Читать книгу Little Book of Wooden Boxes - Oscar Penn Fitzgerald - Страница 12

Personal Boxes

Оглавление

In addition to gift boxes, a number of other specialized containers were popular in the eighteenth and nineteenth centuries. Gentlemen carried nutmeg and graters to flavor their custard, and had pillboxes in their pockets. Different boxes held breath mints and candy, often in elegant boot-shaped boxes and other forms. Comfit boxes filled with candied fruit or seeds were also popular during the nineteenth century.

Women carried round, oval or heart-shaped patch boxes to store swatches of silk or taffeta that they applied to their faces to hide the ravages of smallpox and other blemishes. Fancy boxes of silver, gold, ivory, or enamel were often fitted with a gum-pot and brush to stick the fabric patch to the cheek.

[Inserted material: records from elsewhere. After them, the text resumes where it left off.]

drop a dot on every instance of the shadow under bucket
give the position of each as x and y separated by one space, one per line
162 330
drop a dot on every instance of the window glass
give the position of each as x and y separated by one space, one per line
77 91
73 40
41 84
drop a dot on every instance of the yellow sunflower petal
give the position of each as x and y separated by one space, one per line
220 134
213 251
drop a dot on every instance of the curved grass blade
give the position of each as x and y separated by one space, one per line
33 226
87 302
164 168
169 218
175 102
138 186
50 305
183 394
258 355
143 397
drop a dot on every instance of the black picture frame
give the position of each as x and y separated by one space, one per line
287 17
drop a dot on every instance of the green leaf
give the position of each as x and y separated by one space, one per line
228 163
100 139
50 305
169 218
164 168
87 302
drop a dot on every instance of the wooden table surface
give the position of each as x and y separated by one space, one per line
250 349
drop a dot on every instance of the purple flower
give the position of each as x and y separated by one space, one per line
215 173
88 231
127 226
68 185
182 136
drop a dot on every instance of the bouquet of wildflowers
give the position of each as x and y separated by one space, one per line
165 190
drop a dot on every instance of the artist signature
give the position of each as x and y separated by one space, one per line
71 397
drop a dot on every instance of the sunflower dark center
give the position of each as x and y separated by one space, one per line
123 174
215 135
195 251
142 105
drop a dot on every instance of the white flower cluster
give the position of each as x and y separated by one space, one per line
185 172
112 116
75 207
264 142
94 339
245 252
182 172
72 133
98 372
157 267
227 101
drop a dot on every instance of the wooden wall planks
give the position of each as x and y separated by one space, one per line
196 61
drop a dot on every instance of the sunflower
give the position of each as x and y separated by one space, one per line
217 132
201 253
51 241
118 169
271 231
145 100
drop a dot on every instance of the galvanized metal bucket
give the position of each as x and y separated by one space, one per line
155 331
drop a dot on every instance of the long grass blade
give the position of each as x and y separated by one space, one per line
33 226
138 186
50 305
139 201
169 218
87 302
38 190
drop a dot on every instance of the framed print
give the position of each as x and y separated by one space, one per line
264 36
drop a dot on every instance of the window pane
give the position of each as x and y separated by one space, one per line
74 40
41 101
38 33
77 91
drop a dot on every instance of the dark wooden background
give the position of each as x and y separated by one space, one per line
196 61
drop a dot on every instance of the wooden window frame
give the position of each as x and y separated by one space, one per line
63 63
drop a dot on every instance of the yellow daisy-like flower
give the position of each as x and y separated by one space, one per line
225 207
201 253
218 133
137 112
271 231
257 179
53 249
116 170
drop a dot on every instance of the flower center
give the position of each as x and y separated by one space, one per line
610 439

Other boxes, similar to women’s compacts today, held mirrors, rouge, and kohl for the eyes.

Among the ubiquitous containers are jewelry boxes, usually fitted with satin or velvet and divided into compartments to hold expensive body adornments.


This early nineteenth century, curly maple, schoolgirl box was probably made at the Bath, Maine, Female Academy. It is painted with romantic, ancient Greek and Roman scenes, including the eruption of Mount Vesuvius in 79 C.E.

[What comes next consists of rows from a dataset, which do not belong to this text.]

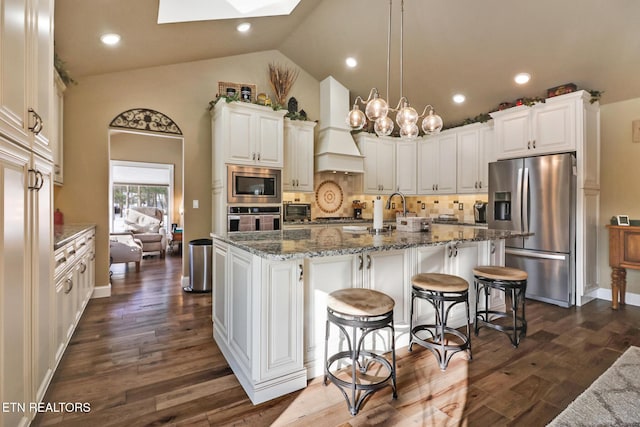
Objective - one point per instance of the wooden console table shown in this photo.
(624, 252)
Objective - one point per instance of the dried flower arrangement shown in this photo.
(282, 79)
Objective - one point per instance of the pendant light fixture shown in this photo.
(377, 109)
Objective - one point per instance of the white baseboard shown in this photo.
(630, 298)
(101, 291)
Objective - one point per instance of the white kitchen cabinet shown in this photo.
(248, 134)
(297, 174)
(26, 70)
(475, 145)
(437, 164)
(57, 124)
(544, 128)
(43, 361)
(406, 167)
(15, 289)
(379, 163)
(262, 321)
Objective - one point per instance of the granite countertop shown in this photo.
(333, 240)
(63, 234)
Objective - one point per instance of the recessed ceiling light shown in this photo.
(244, 27)
(522, 78)
(110, 39)
(459, 98)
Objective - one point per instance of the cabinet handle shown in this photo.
(37, 125)
(69, 286)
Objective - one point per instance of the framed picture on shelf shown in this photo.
(623, 219)
(246, 92)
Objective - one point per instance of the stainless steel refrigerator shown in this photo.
(538, 194)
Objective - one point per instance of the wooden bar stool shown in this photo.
(443, 292)
(511, 281)
(363, 311)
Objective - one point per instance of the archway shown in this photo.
(147, 137)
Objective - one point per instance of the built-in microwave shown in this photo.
(297, 212)
(253, 185)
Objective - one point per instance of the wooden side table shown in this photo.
(624, 252)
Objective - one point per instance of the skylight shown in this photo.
(170, 11)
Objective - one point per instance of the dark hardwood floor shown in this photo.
(146, 357)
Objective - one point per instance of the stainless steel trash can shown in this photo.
(199, 266)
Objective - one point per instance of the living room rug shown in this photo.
(612, 400)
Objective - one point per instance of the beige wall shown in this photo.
(180, 91)
(139, 147)
(620, 179)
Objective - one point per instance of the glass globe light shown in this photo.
(410, 131)
(432, 123)
(406, 116)
(356, 118)
(376, 108)
(383, 126)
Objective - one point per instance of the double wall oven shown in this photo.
(253, 198)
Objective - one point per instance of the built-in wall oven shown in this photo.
(247, 184)
(253, 218)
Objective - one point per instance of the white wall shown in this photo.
(620, 179)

By the mid-eighteenth century, trinket boxes to hold less-expensive items became popular. Trinkets were essentially small ornaments including jewelry, but also chains, beads, buckles, ribbons, and pendants. The women at female academies that sprung up around the United States in the early nineteenth century decorated many of these square or octagonal boxes. Trinket boxes and jewelry boxes continue in popularity to this day.